Ici, le jazz n’est pas en costard, coincé dans un salon feutré. Non, ici il danse dans la rue, flirte avec l’électro dans des clubs, se glisse avec le funk au sol-sol d’une église, drague un peu la soul dans un speak-easy, et invite le hip-hop pour un grand raout avec 60 musiciens. Gratuit ou payant, en salle ou en plein air, sous les étoiles ou sous les lampadaires, il y a toujours une scène qui joue quelque part.
Du 26 juin au 5 juillet 2025, Montréal s’est transformée en machine à groove avec plus de 350 concerts, dont une bonne partie en accès libre. Le festival, c’est un ballet sonore entre espaces monumentaux et coulisses intimistes. La Salle Wilfrid‑Pelletier accueille les gros noms (Nas, Mon Laferte, Ben Harper ou Jeff Goldblum & The Mildred Snitzer Orchestra).
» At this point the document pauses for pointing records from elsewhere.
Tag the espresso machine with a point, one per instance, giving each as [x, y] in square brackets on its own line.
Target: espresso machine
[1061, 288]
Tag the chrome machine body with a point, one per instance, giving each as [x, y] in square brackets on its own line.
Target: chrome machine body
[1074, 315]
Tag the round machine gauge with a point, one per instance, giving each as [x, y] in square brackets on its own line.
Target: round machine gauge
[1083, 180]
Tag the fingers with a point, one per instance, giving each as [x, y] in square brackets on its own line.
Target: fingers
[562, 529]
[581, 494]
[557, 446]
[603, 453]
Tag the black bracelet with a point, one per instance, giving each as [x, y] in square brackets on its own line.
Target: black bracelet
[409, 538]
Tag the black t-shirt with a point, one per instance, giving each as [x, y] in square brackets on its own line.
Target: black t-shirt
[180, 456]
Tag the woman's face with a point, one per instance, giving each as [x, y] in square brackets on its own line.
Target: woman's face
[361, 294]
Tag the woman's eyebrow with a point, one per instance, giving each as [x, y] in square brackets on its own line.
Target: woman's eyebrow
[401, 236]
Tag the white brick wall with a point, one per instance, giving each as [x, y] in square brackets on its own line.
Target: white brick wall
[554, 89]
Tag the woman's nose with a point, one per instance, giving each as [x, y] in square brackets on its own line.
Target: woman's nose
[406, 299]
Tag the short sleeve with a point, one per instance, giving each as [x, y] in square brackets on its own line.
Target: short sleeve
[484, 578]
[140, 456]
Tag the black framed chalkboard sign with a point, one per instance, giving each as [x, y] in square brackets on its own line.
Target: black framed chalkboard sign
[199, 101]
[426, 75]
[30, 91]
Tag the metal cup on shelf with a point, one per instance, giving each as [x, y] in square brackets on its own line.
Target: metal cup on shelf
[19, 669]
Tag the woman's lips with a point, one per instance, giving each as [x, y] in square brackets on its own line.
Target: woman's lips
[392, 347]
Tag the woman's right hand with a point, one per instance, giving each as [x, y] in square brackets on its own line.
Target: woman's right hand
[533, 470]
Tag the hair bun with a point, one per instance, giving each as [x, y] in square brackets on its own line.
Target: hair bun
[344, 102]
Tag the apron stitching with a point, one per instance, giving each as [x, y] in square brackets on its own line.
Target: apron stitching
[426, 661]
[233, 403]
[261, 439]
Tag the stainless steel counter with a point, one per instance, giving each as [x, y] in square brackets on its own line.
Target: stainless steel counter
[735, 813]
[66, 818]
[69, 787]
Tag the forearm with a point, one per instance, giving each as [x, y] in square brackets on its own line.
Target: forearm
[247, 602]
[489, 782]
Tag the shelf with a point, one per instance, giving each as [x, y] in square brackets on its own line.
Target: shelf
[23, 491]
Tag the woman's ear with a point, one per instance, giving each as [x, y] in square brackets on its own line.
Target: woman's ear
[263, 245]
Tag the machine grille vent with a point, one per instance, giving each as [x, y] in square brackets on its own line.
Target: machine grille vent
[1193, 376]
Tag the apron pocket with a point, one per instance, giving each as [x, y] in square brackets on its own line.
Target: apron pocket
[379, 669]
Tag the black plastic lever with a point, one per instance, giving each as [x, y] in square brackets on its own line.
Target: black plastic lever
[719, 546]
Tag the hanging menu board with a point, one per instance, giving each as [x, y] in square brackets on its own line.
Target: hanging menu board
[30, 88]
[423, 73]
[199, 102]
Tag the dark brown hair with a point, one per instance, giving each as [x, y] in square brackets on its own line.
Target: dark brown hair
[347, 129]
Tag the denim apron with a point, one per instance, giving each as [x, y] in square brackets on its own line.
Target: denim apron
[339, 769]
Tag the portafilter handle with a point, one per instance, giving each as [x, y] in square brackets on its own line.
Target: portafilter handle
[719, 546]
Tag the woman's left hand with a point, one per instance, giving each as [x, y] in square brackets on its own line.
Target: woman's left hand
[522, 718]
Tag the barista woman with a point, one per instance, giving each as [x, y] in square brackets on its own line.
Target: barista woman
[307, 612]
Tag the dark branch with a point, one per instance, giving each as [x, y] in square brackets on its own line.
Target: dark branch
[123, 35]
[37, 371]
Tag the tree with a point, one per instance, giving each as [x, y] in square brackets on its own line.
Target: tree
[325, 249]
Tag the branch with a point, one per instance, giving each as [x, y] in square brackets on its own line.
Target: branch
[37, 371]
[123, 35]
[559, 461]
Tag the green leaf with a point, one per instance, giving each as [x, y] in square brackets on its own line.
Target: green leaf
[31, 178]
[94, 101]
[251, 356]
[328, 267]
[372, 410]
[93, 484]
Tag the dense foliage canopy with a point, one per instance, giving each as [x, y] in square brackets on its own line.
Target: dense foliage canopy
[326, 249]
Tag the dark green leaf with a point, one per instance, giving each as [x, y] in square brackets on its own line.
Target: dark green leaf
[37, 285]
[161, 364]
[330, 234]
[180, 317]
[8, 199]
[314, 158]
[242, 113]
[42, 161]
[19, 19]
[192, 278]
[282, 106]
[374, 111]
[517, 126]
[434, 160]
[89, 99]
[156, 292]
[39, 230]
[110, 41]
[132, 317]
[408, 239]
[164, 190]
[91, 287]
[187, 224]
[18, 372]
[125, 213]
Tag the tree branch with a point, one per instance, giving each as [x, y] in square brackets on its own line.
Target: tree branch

Le Théâtre Maisonneuve voit défiler Dianne Reeves ou Amanda Marshall en mode vocal soulful ou groove pop-jazz. Le MTELUS et le Club Soda proposent des sets de Bonobo, de Makaya McCraven avec Theon Cross ou Kid Koala. Et bien sûr, à la Scène TD, sur la Place des Festivals, des concerts gratuits avec notamment Elisapie, Allison Russell ou Men I Trust font danser la foule en plein air.
Nova y était et vous fait sa sélection (non exhaustive) de la semaine entre show XXL et moments précieux.
Avishai Cohen Trio with symphony orchestra
Ce fut sans conteste l’une de nos plus grandes claques au FIJM. Un dialogue entre un le trio jazz (contrebasse, piano, batterie) piloté par Avishai Cohen et un orchestre symphonique entier… Quand le groove post‑moderne du trio rencontre la majesté orchestrale dans un cocktail épique.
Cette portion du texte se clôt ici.